Folks can argue over the definition of the phrase, Natural Born Citizen, but the fact is, there is a condition of group membership that the Framers were attempting to codify in the US Constitution in Article II, Section I, by using that phrase.
They wanted to protect our country from ever having someone with divided loyalties from ever attaining the office of president (for obvious reasons).
To accomplish this, they set the bar for citizenship of president higher than for any other federal office named in the Constitution. Nowhere else in the Constitution will you find that a federal officer MUST be a Natural Born Citizen.
The Framers didn’t just pull that phrase out of thin air, either. That phrase was well known to educated people of the time, and it was universally understood to mean, one who is born on the soil of their country to two citizen parents of that same country.
It’s a simple concept, whose meaning has been muddied by time, and the corruption of our laws and language.
The original intent of the Framers has never been in question about this.
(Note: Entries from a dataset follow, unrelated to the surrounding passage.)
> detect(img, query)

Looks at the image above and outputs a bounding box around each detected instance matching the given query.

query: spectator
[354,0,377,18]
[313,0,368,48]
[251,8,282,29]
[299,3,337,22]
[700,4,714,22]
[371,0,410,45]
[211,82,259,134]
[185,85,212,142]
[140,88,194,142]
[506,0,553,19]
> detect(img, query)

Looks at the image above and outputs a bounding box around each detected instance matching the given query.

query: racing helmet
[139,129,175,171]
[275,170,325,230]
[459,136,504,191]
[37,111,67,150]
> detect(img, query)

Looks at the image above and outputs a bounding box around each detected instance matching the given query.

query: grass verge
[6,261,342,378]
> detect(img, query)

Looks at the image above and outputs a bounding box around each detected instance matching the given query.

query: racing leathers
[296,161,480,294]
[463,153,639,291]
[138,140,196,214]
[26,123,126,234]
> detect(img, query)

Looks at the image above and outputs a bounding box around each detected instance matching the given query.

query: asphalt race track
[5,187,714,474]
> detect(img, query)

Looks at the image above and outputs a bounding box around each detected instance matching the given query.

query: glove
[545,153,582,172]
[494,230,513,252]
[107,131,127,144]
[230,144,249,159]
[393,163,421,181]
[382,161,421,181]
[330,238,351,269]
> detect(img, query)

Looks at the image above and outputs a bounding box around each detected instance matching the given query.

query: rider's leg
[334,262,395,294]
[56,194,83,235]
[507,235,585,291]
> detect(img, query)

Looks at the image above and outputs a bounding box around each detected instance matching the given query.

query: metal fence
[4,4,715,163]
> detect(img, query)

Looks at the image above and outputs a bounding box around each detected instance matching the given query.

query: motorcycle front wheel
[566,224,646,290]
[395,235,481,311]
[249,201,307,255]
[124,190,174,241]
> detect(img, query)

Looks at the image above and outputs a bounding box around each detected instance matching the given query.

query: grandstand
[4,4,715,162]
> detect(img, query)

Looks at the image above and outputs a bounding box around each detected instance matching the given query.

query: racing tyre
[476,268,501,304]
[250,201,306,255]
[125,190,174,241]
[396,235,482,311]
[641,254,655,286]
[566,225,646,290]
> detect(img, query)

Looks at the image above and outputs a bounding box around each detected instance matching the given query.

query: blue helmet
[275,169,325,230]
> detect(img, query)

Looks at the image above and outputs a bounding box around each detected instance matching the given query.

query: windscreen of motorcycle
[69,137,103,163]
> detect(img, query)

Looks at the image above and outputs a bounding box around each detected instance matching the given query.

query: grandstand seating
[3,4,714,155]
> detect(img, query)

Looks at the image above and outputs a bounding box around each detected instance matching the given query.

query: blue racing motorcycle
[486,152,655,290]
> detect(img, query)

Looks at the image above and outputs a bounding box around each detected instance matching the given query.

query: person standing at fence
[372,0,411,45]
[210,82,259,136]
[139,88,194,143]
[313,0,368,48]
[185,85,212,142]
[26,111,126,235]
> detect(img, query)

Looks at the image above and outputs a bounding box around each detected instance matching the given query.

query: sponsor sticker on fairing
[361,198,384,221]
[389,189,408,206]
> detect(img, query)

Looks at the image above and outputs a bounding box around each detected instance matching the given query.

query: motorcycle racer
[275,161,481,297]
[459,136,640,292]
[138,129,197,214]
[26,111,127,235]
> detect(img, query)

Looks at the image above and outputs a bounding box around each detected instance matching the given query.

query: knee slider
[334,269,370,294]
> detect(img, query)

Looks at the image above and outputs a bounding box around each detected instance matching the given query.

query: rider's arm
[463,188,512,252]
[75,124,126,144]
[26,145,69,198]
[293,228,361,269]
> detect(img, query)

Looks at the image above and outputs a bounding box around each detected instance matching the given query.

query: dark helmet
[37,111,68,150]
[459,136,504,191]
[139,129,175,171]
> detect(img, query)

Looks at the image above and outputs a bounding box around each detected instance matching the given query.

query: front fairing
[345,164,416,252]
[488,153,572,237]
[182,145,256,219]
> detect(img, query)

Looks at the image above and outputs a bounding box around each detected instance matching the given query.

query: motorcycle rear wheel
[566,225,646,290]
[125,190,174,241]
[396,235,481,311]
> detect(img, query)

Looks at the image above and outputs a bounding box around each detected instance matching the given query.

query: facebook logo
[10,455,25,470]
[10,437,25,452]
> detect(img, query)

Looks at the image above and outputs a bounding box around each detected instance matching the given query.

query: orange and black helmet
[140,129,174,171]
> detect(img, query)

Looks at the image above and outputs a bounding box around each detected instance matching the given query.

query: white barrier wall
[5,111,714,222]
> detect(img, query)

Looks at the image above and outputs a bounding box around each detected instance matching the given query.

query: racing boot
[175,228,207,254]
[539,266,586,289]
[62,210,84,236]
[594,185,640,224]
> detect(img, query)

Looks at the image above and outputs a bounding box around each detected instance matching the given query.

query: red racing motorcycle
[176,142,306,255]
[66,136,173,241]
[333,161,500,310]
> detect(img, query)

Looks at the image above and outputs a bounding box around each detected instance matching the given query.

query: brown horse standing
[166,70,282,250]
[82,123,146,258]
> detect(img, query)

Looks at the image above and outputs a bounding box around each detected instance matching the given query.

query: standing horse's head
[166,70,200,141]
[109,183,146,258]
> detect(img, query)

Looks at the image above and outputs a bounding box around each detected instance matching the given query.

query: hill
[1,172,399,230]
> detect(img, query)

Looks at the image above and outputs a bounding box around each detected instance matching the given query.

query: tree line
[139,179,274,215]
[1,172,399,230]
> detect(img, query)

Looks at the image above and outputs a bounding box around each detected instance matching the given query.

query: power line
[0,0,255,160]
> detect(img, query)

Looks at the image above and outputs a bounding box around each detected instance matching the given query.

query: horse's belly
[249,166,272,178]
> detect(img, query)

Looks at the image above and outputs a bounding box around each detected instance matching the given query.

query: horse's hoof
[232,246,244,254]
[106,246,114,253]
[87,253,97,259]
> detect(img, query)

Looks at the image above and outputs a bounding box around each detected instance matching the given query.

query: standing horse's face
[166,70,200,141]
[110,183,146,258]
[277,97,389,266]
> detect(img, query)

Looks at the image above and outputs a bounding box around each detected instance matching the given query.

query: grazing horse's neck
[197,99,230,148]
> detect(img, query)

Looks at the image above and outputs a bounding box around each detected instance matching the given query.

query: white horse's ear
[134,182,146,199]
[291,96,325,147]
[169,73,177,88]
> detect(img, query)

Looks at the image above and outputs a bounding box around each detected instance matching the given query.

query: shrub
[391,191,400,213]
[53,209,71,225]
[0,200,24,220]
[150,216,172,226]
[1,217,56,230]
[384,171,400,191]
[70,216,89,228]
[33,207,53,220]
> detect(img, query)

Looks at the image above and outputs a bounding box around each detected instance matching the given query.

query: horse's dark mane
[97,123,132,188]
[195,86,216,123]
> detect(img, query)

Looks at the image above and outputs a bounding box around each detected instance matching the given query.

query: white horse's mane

“The Framers didnt just pull that phrase out of thin air, either. That phrase was well known to educated people of the time, and it was universally understood to mean, one who is born on the soil of their country to two citizen parents of that same country.”
Not true. The phrase NBC existed prior to the Constitution, and it existed as the American version of natural born subject. At independence, every NBS became a NBC.
Vattel never used the phrase ‘natural born citizen’, nor did the Founder’s use his phrase and require the President to be “indigenous”.